磁性掺杂拓扑绝缘体的表面磁性研究

Topological insulator is a new special quantum system which gains intensive interest in recent years for its revolutionary application potential in electronics, spintronics and quantun computation. The key to realize the application of topological insulator is a proper manipulation of its topological surface state. One of the most important aspects is the realization, detection and manipulation of the magnetism of surface states which is crucial for its application in spintronics.
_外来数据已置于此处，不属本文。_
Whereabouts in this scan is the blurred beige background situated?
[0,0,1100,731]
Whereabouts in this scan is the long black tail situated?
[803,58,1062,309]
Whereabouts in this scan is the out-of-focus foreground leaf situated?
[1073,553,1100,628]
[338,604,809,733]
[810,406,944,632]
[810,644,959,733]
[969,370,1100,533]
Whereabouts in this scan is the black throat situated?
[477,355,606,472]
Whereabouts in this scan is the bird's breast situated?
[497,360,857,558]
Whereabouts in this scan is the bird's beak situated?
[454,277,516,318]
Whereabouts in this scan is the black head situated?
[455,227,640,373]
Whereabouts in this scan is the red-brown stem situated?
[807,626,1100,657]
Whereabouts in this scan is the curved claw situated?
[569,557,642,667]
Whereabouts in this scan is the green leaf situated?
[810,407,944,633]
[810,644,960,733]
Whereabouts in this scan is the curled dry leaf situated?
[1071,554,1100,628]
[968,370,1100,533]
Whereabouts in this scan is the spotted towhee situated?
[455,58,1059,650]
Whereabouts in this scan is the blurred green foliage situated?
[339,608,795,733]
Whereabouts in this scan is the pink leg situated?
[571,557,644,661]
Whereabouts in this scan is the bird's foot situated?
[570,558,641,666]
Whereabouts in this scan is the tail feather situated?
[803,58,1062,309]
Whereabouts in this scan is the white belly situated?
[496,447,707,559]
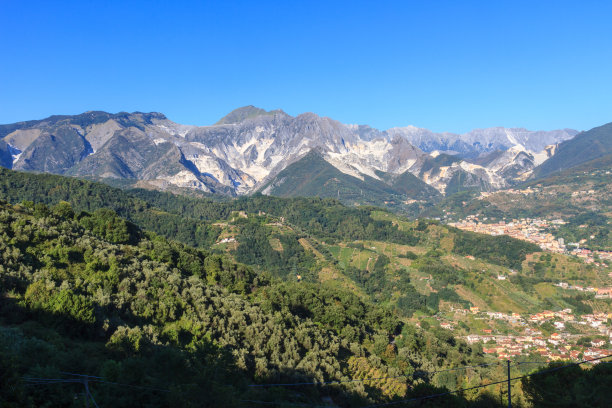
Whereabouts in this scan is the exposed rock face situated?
[0,106,576,195]
[388,126,578,159]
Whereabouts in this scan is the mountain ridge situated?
[0,105,574,206]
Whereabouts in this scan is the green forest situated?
[0,170,612,407]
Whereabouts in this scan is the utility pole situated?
[83,378,89,408]
[507,360,512,408]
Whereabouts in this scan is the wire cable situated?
[249,362,501,387]
[363,354,612,408]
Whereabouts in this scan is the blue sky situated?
[0,0,612,132]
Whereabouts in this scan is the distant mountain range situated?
[0,106,596,204]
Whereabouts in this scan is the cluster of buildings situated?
[555,282,612,299]
[569,248,612,267]
[452,308,612,361]
[449,215,567,253]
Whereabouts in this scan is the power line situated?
[364,354,612,408]
[249,362,500,387]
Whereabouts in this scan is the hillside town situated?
[448,215,612,267]
[437,307,612,361]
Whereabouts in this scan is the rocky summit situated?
[0,106,578,199]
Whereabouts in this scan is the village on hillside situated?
[436,307,612,361]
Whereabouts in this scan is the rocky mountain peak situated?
[215,105,289,126]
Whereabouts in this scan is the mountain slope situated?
[262,151,408,205]
[533,123,612,178]
[0,106,573,204]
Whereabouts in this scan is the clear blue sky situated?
[0,0,612,132]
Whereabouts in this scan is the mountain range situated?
[0,106,578,204]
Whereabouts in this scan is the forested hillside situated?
[0,170,605,407]
[0,199,502,406]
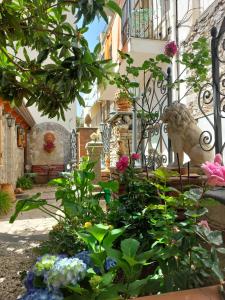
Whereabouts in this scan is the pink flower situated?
[131,153,141,160]
[198,220,211,230]
[202,154,225,186]
[164,41,178,57]
[116,156,129,173]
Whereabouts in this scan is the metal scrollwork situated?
[139,67,171,169]
[70,129,77,164]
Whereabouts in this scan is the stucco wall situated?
[28,122,70,165]
[0,109,24,187]
[29,103,76,131]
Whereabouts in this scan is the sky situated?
[77,18,106,116]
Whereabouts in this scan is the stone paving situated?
[0,186,59,300]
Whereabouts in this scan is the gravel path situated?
[0,186,56,300]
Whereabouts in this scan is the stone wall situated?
[0,108,24,187]
[77,127,98,162]
[110,113,132,167]
[28,122,70,166]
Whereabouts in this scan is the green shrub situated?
[37,221,85,256]
[16,175,33,190]
[0,191,12,216]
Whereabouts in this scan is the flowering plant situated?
[164,41,178,57]
[116,156,129,173]
[202,154,225,186]
[47,257,87,290]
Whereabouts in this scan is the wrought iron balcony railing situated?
[122,0,170,45]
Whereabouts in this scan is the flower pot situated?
[115,98,132,111]
[115,91,132,111]
[136,285,223,300]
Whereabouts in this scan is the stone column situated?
[85,141,103,183]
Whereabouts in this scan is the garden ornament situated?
[161,102,213,167]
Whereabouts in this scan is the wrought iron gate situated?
[137,68,172,170]
[70,129,77,165]
[138,18,225,169]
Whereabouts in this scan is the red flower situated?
[164,41,178,57]
[202,154,225,186]
[116,156,129,173]
[198,220,210,230]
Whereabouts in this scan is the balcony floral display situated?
[11,153,225,300]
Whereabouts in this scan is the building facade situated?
[83,0,224,166]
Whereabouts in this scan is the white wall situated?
[29,103,76,131]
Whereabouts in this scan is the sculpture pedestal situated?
[85,142,103,183]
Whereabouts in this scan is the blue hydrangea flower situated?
[33,254,59,277]
[19,289,64,300]
[74,251,94,269]
[24,271,35,291]
[74,251,116,274]
[46,258,87,289]
[105,257,117,272]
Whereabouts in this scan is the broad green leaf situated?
[206,230,223,246]
[9,193,47,223]
[87,224,109,243]
[98,180,119,193]
[121,238,140,258]
[185,207,208,218]
[102,228,125,249]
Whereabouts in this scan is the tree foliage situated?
[0,0,121,118]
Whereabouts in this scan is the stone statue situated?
[161,102,213,166]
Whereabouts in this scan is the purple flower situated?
[105,257,117,272]
[74,251,94,268]
[131,153,141,160]
[24,271,35,291]
[116,155,129,173]
[19,289,64,300]
[164,41,178,57]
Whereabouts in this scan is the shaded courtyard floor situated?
[0,185,56,300]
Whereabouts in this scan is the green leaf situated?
[37,49,49,64]
[9,193,47,223]
[206,230,223,246]
[102,228,125,249]
[121,238,140,258]
[216,248,225,254]
[87,224,109,243]
[98,180,119,193]
[106,0,122,18]
[90,251,107,269]
[185,207,208,218]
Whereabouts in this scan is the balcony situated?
[122,0,169,45]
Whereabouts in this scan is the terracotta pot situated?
[136,285,223,300]
[1,183,16,202]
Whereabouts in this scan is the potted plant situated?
[115,90,132,111]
Since the surface magnetism only exists at the surface region, an extremely surface sensitive technique is highly needed to investigate the magnetism of surface states. Up to now, the experimental study on the surface magnetism of topological insulators is still in the beginning stage. In this porposal, we plan to grow topological insulator and realize the magntic doping by molecular beam epitaxy in ultrahigh vacuum system and investigate and manipulate its surface magntism with spin polarized scannning tunneling microscopy on the atomic scale. The study is to build up basic knowledge of the surface magentism of topological insulator for its future application in new spintronic devices.

拓扑绝缘体是近年来在国际上引起高度关注的一种特殊的新量子体系，在电子学、自旋电子学和量子计算等方面具有革命性的应用前景。实现拓扑绝缘体的应用的关键是对拓扑绝缘体的表面态性质进行调控，其中非常重要的一个方面是如何实现、探测并且调控拓扑绝缘体的表面态的磁性，这是拓扑绝缘体实现自旋电子学器件应用的基础。由于拓扑绝缘体的表面磁性仅在表面存在，因此需要及其灵敏的表面磁性探测手段。目前，这一方面的实验研究还处在刚刚开始的阶段。本项目计划在超高真空下实现拓扑绝缘体的生长以及磁性掺杂,并利用原子级分辨的表面自旋敏感探测手段-自旋极化扫描隧道显微镜-实现对其表面磁性的原位表征以及表面自旋的调控，为发展新型自旋电子学器件提供基础。

拓扑绝缘体由于其在电子学、自旋电子学和量子计算等方面的应用前景而成为近年来研究的热点。本项目着重研究了如何在超高真空环境下在拓扑绝缘体表面实现磁性掺杂、磁性薄膜生长，并利用自旋极化扫描隧道显微镜对磁性进行控制和表征，研究了磁性薄膜在拓扑绝缘体表面的磁畴形成情况，特别是对磁性分子在拓扑绝缘体表面的磁性行为做了深入的研究，共发表受本项目资助论文10篇。